Facilitated Water Adsorption and Dissociation on Ni/Ni3S2 Nanoparticles Embedded in Porous S-doped Carbon Nanosheet Arrays for Enhanced Hydrogen Evolution

Three-dimensional carbon-based catalysts grown on a conductive substrate offer superior electrocatalytic activities toward hydrogen evolution reaction (HER). Herein, a novel method is described for in situ fabrication of hybrid Ni/Ni3S2 nanoparticles embedded in S-doped carbon nanosheet arrays (Ni/Ni3S2/SC NSAs) on carbon cloth.
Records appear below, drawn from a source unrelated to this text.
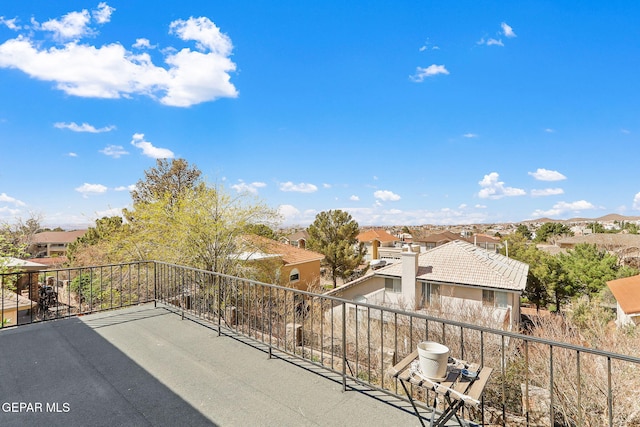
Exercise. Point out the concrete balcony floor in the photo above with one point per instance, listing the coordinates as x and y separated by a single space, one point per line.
145 366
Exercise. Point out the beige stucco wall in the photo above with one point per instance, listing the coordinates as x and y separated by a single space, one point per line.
309 275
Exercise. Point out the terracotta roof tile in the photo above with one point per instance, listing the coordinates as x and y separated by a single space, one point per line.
58 236
376 234
627 293
289 254
464 263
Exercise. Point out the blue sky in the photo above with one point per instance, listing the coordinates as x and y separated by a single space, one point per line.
410 112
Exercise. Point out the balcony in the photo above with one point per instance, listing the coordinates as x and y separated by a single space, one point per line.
191 347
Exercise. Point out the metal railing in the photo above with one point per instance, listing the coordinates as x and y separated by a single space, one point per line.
535 381
35 296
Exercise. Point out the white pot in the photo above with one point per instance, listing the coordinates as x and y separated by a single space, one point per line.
433 358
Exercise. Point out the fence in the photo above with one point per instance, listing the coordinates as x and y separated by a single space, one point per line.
35 296
534 382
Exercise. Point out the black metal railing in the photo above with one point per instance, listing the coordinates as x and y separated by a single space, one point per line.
35 296
535 381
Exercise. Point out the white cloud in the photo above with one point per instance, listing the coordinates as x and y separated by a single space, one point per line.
494 42
87 189
547 175
205 33
298 188
494 189
142 43
8 199
386 196
243 187
562 208
10 23
430 71
507 30
547 192
288 210
293 216
72 26
102 15
84 127
114 151
148 149
110 71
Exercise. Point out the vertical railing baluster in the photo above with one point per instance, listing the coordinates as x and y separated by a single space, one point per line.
609 392
344 346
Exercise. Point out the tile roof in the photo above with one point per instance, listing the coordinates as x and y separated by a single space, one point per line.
604 239
58 236
299 235
461 262
20 263
627 293
289 254
9 300
376 234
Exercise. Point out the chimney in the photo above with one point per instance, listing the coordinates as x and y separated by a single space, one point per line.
409 256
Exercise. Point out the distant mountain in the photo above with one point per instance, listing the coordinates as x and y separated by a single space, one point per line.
605 218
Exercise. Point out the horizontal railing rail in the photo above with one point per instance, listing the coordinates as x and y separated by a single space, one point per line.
35 296
535 381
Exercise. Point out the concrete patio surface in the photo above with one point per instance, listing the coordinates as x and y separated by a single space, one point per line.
145 366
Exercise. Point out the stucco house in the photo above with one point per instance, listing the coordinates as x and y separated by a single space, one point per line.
283 263
297 239
627 294
451 279
15 305
379 244
53 243
436 239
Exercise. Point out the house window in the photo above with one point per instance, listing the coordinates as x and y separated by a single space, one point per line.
430 295
496 299
487 298
501 299
392 285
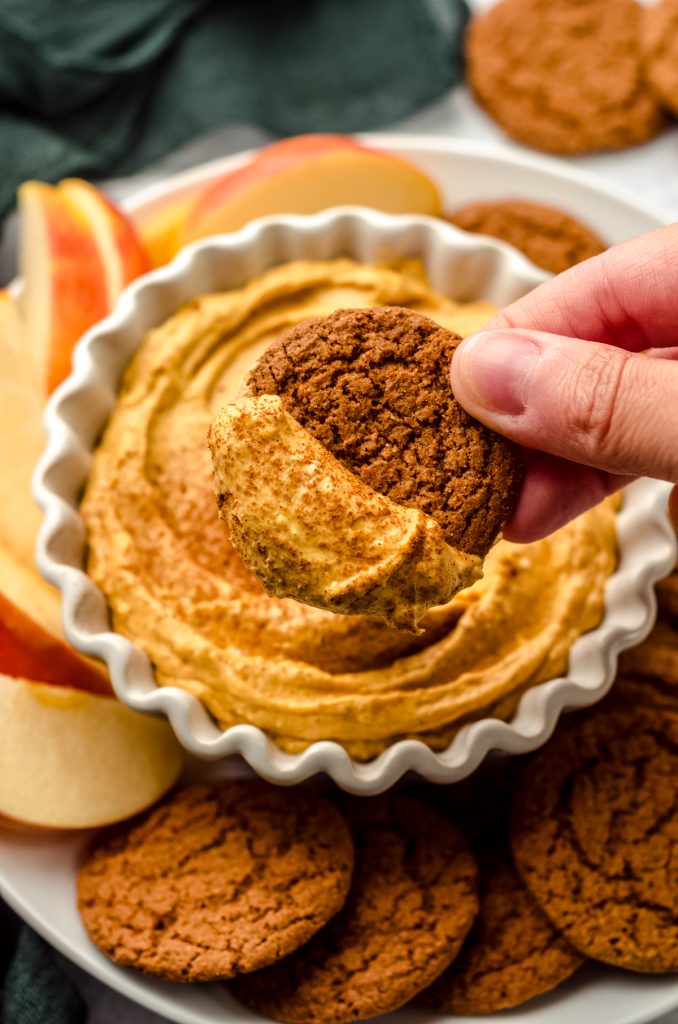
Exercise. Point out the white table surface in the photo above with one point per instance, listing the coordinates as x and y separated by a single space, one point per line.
649 171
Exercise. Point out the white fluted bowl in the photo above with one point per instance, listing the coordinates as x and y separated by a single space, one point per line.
460 265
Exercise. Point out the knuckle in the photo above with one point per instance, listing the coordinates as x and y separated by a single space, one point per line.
594 393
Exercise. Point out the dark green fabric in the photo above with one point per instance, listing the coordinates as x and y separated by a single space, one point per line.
103 87
35 990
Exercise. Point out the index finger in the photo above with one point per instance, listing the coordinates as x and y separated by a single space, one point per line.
625 297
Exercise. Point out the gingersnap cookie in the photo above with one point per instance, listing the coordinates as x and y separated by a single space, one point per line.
660 50
549 238
411 904
565 76
373 387
511 954
216 880
594 834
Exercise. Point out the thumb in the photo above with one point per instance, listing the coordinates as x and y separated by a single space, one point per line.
583 400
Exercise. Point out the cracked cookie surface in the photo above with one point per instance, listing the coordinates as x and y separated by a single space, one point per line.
411 904
660 48
216 880
373 387
563 77
594 834
551 239
512 952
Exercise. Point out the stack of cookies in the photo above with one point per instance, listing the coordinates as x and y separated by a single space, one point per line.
469 899
576 76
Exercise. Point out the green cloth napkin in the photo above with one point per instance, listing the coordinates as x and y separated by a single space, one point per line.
103 87
35 991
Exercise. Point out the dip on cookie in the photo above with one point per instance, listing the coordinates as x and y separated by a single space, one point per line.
176 588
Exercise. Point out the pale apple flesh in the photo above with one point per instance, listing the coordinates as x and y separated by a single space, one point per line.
77 252
27 650
64 276
74 760
32 642
307 174
162 231
122 252
23 434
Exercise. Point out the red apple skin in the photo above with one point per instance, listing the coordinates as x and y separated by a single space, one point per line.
28 651
270 160
273 182
118 231
66 287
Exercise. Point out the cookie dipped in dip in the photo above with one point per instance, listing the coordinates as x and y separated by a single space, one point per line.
350 478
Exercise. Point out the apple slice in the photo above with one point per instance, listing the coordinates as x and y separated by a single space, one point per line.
161 232
73 760
306 174
77 252
22 436
66 288
32 644
122 252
With the morphological merits of large surface area and high conductivity, Ni/Ni3S2/SC NSAs are demonstrated as an efficient and durable HER catalyst that requires merely 90 mV at a current density of 10 mA cm(-2) with a small Tafel slope of 81 mV dec(-1). This excellent performance is ascribed to the excellent H2O adsorption property of S-doped C layer and formation of Ni delta+ and S delta- species that promote the cleavage of H-OH bonds. First-principles calculations further reveal that the Ni surface near the Ni/Ni3S2 interface has a larger water adsorption energy (E-ad) and lower activation energy for water dissociation (E-a) than pure Ni and Ni3S2, which contribute to enhanced HER performance. This work offers valuable insights into the designing of interface between transition metal-based catalysts and heteroatom-doped carbon materials.

Automated summary

A novel method for in situ fabrication of Ni/Ni3S2/SC NSAs catalyst on carbon cloth is introduced, showing superior electrocatalytic activities towards hydrogen evolution reaction (HER). The catalyst has excellent performance with large surface area and high conductivity, promoting H-OH bond cleavage and forming species that enhance the HER performance.